Why not just put it in Labs where other toy projects go?

Why not just put it in Labs where other toy projects go?

Can't/shouldn't redirect tier 1 trusted urls to wmcloud servers.

Has it been considered to put it on https://dumps.wikimedia.org/ along with other dumps? Maybe https://dumps.wikimedia.org/other/ ?

That was my first thought because it's a "dump" of some kind.

If you don't want that it's not a huge deal to put it on miscweb1002/miscweb2002 though either. These servers just replaced bromine and vega. And I could do that.

We have currently about 9.4GB left on those servers. So while 4GB kind of works for now.. it will not for a long time if that keeps growing. dumps servers have much more storage.

Agreed with what Daniel said, miscweb is for small static webservices, if the dump is already 4.6G dumps.wikimedia.org is the more appropriate place to provide it.

Why not just put it in Labs where other toy projects go?

Can't/shouldn't redirect tier 1 trusted urls to wmcloud servers.

Totally agreed. However, not doing the redirect was implicit in my question.

We have currently about 9.4GB left on those servers. So while 4GB kind of works for now.. it will not for a long time if that keeps growing. dumps servers have much more storage.

This dump is static/an archive and will never increase.

Agreed with what Daniel said, miscweb is for small static webservices, if the dump is already 4.6G dumps.wikimedia.org is the more appropriate place to provide it.

Do we currently host viewable HTML files on the dumps domain (besides the index listings)? I thought it was just stuff to be downloaded.

This dump is static/an archive and will never increase.

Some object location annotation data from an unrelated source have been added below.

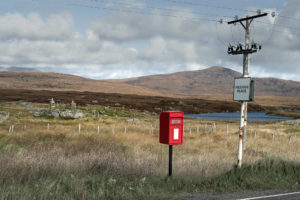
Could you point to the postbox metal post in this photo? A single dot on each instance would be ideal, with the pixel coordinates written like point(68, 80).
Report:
point(170, 159)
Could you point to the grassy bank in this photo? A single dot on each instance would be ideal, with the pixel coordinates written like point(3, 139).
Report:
point(123, 159)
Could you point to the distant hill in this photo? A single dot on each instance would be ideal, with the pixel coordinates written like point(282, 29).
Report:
point(64, 82)
point(211, 81)
point(18, 69)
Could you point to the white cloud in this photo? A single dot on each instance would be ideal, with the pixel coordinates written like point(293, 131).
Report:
point(125, 45)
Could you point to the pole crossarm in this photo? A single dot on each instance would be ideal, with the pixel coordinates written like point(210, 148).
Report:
point(247, 18)
point(249, 51)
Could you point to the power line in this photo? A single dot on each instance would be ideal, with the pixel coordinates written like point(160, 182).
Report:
point(229, 8)
point(141, 12)
point(169, 10)
point(164, 9)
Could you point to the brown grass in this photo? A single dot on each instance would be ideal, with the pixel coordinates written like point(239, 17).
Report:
point(61, 163)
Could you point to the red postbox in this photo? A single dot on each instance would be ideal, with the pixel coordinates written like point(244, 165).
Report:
point(171, 127)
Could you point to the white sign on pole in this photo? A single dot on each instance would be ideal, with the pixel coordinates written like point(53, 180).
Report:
point(243, 89)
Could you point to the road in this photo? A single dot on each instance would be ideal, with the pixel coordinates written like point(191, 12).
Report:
point(245, 195)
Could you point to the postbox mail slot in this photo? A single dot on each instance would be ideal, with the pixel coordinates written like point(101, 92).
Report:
point(171, 127)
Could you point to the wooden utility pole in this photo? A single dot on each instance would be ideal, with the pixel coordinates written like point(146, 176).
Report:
point(245, 50)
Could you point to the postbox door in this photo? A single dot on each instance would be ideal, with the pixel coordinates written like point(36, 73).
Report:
point(176, 134)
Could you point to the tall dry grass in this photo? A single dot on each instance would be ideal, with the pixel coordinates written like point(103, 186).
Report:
point(36, 158)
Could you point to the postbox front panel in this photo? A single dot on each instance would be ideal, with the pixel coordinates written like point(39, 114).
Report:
point(175, 135)
point(171, 128)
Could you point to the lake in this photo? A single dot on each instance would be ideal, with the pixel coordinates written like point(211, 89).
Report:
point(252, 116)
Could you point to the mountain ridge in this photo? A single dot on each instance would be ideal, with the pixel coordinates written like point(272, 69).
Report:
point(211, 81)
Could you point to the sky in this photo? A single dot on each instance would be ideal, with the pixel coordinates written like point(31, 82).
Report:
point(109, 39)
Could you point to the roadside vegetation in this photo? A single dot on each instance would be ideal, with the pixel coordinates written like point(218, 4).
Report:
point(116, 155)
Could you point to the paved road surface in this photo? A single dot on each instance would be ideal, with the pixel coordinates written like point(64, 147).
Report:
point(245, 195)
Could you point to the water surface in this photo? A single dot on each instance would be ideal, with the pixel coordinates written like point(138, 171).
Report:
point(252, 116)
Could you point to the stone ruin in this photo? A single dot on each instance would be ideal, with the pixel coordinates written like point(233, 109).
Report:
point(52, 111)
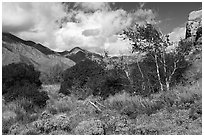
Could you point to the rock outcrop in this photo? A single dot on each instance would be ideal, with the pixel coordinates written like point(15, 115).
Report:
point(194, 25)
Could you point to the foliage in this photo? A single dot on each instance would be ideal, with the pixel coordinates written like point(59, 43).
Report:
point(81, 72)
point(169, 64)
point(92, 77)
point(19, 74)
point(90, 127)
point(53, 75)
point(30, 92)
point(22, 81)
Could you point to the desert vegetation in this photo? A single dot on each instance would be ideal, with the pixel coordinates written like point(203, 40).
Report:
point(161, 96)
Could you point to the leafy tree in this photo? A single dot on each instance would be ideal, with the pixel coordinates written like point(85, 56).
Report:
point(147, 39)
point(90, 75)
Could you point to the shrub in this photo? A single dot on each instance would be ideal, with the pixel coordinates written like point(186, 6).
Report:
point(19, 74)
point(132, 105)
point(53, 74)
point(90, 75)
point(61, 105)
point(46, 125)
point(90, 127)
point(22, 81)
point(29, 92)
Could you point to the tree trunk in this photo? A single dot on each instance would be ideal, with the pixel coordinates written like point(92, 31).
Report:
point(143, 84)
point(158, 74)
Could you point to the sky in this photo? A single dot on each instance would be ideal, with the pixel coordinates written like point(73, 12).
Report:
point(92, 26)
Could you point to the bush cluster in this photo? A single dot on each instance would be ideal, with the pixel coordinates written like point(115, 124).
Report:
point(22, 81)
point(92, 76)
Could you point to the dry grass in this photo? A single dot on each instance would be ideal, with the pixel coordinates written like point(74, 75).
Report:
point(132, 105)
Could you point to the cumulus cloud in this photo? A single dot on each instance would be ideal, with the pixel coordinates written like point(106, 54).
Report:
point(32, 21)
point(142, 16)
point(93, 6)
point(177, 34)
point(90, 32)
point(92, 26)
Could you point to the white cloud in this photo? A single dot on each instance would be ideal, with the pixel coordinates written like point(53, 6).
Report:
point(177, 34)
point(93, 6)
point(95, 27)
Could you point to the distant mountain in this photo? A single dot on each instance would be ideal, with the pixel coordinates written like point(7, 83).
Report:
point(78, 54)
point(16, 50)
point(13, 39)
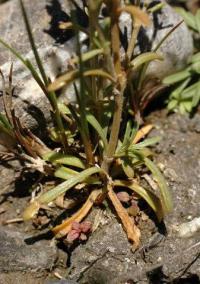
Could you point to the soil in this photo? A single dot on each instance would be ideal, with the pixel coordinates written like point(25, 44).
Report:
point(107, 257)
point(29, 255)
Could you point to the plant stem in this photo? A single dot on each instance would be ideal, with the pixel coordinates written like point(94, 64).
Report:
point(118, 89)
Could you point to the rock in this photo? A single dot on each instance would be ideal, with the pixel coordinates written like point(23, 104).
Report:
point(62, 281)
point(18, 255)
point(56, 46)
point(176, 49)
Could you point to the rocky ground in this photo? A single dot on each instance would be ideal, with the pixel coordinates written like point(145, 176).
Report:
point(29, 255)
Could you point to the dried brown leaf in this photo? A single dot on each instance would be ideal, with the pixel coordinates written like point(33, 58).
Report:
point(64, 228)
point(133, 233)
point(142, 133)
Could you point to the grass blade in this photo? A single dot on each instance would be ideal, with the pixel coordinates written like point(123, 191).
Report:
point(165, 195)
point(60, 158)
point(96, 125)
point(58, 190)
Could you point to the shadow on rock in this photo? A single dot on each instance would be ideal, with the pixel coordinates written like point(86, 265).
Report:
point(54, 9)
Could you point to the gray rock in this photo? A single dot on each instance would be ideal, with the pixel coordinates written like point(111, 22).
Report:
point(176, 49)
point(30, 103)
point(17, 255)
point(62, 281)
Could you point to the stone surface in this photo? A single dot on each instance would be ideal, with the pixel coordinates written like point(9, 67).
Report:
point(176, 49)
point(162, 256)
point(17, 255)
point(56, 46)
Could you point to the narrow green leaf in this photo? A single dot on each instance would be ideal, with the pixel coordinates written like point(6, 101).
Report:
point(195, 58)
point(172, 105)
point(64, 159)
point(128, 167)
point(66, 185)
point(177, 77)
point(89, 55)
point(5, 122)
point(188, 17)
point(96, 125)
point(145, 143)
point(72, 75)
point(144, 58)
point(165, 195)
point(196, 97)
point(179, 90)
point(65, 173)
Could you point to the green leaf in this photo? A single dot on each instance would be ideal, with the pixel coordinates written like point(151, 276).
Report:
point(196, 67)
point(188, 17)
point(128, 167)
point(96, 125)
point(5, 122)
point(89, 55)
point(66, 185)
point(144, 58)
point(145, 143)
point(195, 58)
point(165, 195)
point(172, 104)
point(147, 195)
point(197, 20)
point(64, 159)
point(196, 97)
point(52, 194)
point(190, 91)
point(65, 173)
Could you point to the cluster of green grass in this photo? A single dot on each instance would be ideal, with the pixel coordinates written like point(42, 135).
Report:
point(99, 135)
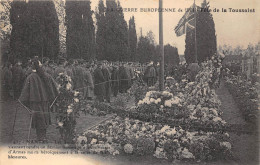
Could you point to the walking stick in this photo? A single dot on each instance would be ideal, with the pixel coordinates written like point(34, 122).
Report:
point(14, 121)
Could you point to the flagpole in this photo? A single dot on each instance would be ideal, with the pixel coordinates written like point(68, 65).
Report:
point(161, 78)
point(196, 55)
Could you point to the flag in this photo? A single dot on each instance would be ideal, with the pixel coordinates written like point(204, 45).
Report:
point(187, 22)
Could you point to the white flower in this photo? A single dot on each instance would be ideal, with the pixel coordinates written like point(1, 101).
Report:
point(166, 127)
point(116, 152)
point(60, 124)
point(175, 100)
point(172, 132)
point(152, 100)
point(93, 141)
point(128, 148)
point(216, 119)
point(69, 111)
point(168, 103)
point(143, 129)
point(68, 86)
point(76, 93)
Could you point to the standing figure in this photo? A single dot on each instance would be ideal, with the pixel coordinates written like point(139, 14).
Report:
point(115, 80)
point(18, 79)
point(107, 77)
point(150, 75)
point(88, 81)
point(99, 79)
point(6, 82)
point(60, 68)
point(124, 79)
point(38, 93)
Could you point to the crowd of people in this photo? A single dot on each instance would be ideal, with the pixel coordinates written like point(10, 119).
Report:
point(97, 80)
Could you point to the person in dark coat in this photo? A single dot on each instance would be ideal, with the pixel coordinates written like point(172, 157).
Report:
point(150, 75)
point(124, 79)
point(60, 68)
point(107, 77)
point(99, 79)
point(38, 93)
point(6, 83)
point(18, 79)
point(46, 67)
point(89, 84)
point(115, 80)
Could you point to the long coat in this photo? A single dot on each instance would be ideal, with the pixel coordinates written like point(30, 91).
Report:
point(99, 79)
point(37, 95)
point(107, 77)
point(88, 81)
point(124, 79)
point(18, 80)
point(115, 81)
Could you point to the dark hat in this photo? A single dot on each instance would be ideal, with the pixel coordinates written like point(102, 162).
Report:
point(61, 60)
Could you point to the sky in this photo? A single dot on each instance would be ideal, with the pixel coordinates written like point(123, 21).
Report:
point(231, 28)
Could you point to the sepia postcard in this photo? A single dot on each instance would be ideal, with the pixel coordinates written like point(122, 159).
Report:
point(125, 82)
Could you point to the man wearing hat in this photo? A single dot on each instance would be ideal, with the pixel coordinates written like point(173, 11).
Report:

Alright, so it would be possible on these VMs but maybe we should do dedicated VMs instead.

Do we currently host viewable HTML files on the dumps domain (besides the index listings)? I thought it was just stuff to be downloaded.

I guess not since this matches what was said at T205361#6099622.

This dump is static/an archive and will never increase.

Alright, so it would be possible on these VMs but maybe we should do dedicated VMs instead.

Why that? We can simply increase the disk space on the VMs: https://wikitech.wikimedia.org/wiki/Ganeti#Adding_disk_space

We can add a second virtual disk and mount that but growing the existing disk is not advisable.

Change 594501 had a related patch set uploaded (by Dzahn; owner: Dzahn):
[operations/dns@master] add static-codereview.wikimedia.org

https://gerrit.wikimedia.org/r/594501

Change 594501 merged by Dzahn:
[operations/dns@master] add static-codereview.wikimedia.org

https://gerrit.wikimedia.org/r/594501

Change 594669 had a related patch set uploaded (by Dzahn; owner: Dzahn):
[operations/puppet@production] add profile to setup static-codereview.wikimedia.org

https://gerrit.wikimedia.org/r/594669

@Legoktm I added the new name to DNS and started with the puppet patch to create the httpd config.

Some questions:

  • Should we add Bacula backups for the files? For now i assume yes and created a backup set that would include /srv/org/wikimedia/static-codereview
  • Should we add Icinga monitoring for the site? For now i assume yes but commented it out and would check just "index.html" ?
  • For the above, we should add a "notes_url". This usually means a Wikitech page with instuctions what to do if the alert triggers, for example who to contact. Is there a URL with more information on CodeReview or could we create https://wikitech.wikimedia.org/wiki/CodeReview with some basic info?
  • How are we going to get the files on the webserver? In most cases there is a content repo on Gerrit and then we let puppet git::clone from that but that is mostly for much smaller sites. Since you said this will never change i assume we can just upload it manually once and be done with it? Or would you want to be able to push updates in some way?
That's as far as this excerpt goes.